By: pj (pj) 2008-01-02 06:57:54.000-0600

I recompiled SVN-trunk-r95313 with DONT_OPTIMIZE and DEBUG_THREADS turned on, I will wait to another deadlock and will try to grab core show locks output. Do you still need also "thread apply all bt" from deadlocked asterisk, or it was useless?

I don't know, if it's related, today this build crashed after calling party hangup ringing, but  unanswered channel (maybe some issue with storing cdr in plain files?).
bt, bt full attached...



By: pj (pj) 2008-01-03 06:38:08.000-0600

after DEBUG_THREADS enabled, now I'm experiencing this messagess:
NOTICE[12340]: chan_iax2.c:2105 iax2_destroy: Avoiding IAX destroy deadlock

grep "Avoiding IAX destroy deadlock" /var/log/asterisk/messages | wc -l
1136

By: Tilghman Lesher (tilghman) 2008-01-03 12:20:18.000-0600

Actually, the gdb output suggests that you're getting memory corruption, as well, so you might want to follow the instructions in doc/valgrind.txt to get us that debugging information, as well.

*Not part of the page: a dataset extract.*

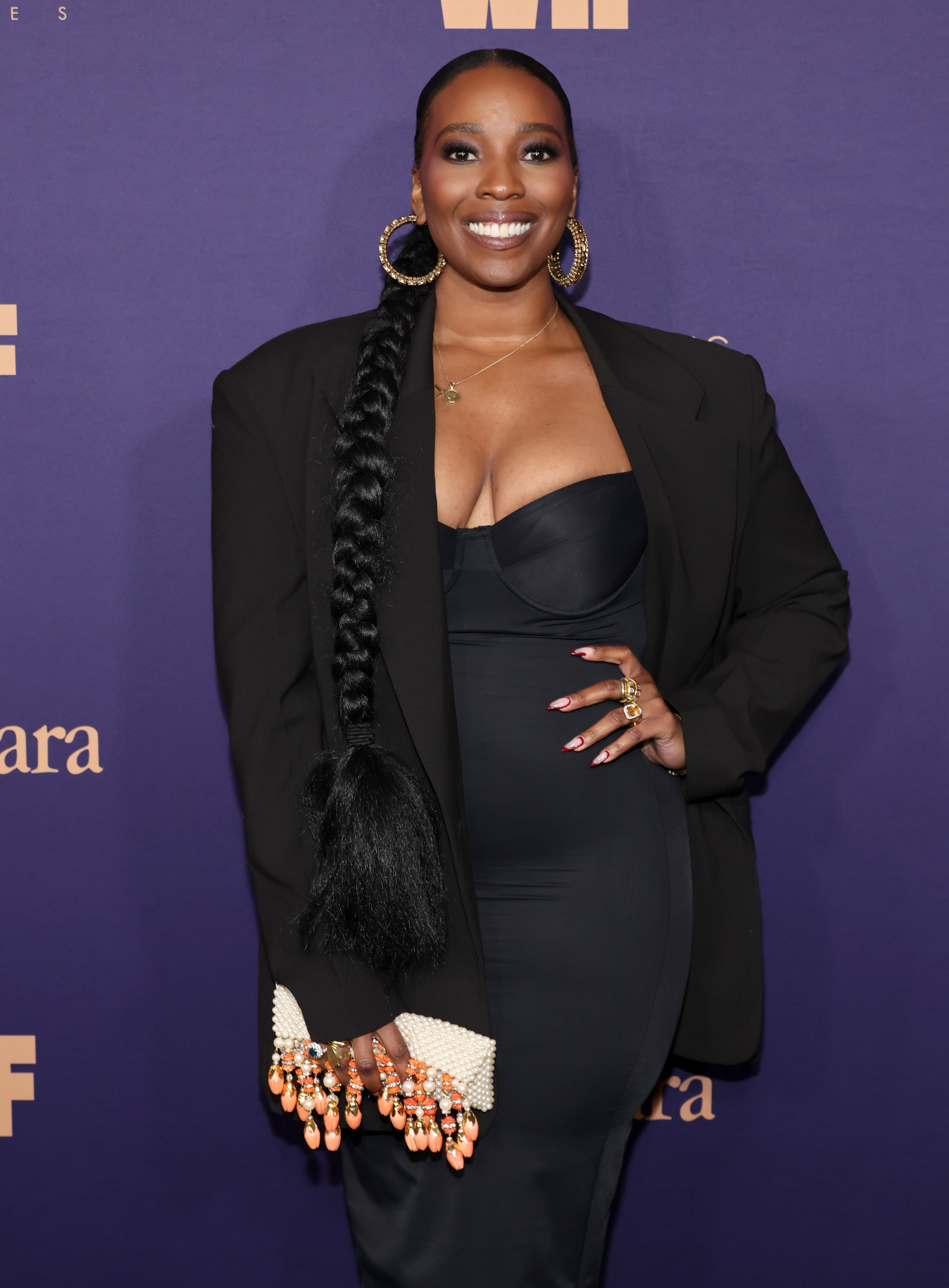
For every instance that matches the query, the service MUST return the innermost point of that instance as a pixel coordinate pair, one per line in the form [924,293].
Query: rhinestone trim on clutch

By: pj (pj) 2008-01-05 07:53:17.000-0600

another gdb attached, I'm not running under valgrind yet.
Asterisk SVN-trunk-r96174

By: pj (pj) 2008-01-05 10:52:21.000-0600

I was finaly able to grab "core show locks" during prodding channel loop,
log attached...

By: pj (pj) 2008-01-07 05:40:39.000-0600

Asterisk SVN-trunk-r96645
uploading another deadlock
asterisk-locks3.txt
asterisk-locks4.txt
please delete asterisk-locks2.txt it's mistake/duplicate.

related console messages during last locks:

[Jan  7 12:36:52] NOTICE[29929] chan_iax2.c: Out of idle IAX2 threads for I/O, pausing!
[Jan  7 12:36:53] NOTICE[29929] chan_iax2.c: Out of idle IAX2 threads for I/O, pausing!
[Jan  7 12:36:54] NOTICE[29929] chan_iax2.c: Out of idle IAX2 threads for I/O, pausing!
[Jan  7 12:36:55] NOTICE[29929] chan_iax2.c: Out of idle IAX2 threads for I/O, pausing!
[Jan  7 12:36:56] NOTICE[29929] chan_iax2.c: Out of idle IAX2 threads for I/O, pausing!
[Jan  7 12:36:57] NOTICE[29929] chan_iax2.c: Out of idle IAX2 threads for I/O, pausing!
[Jan  7 12:36:57] NOTICE[29929] chan_iax2.c: Out of idle IAX2 threads for scheduling!
[Jan  7 12:36:58] NOTICE[29929] chan_iax2.c: Out of idle IAX2 threads for I/O, pausing!
[Jan  7 12:36:58] NOTICE[29929] chan_iax2.c: Out of idle IAX2 threads for scheduling!
[Jan  7 12:36:59] NOTICE[29929] chan_iax2.c: Out of idle IAX2 threads for I/O, pausing!
[Jan  7 12:36:59] NOTICE[29929] chan_iax2.c: Out of idle IAX2 threads for scheduling!
[Jan  7 12:37:00] NOTICE[29929] chan_iax2.c: Out of idle IAX2 threads for I/O, pausing!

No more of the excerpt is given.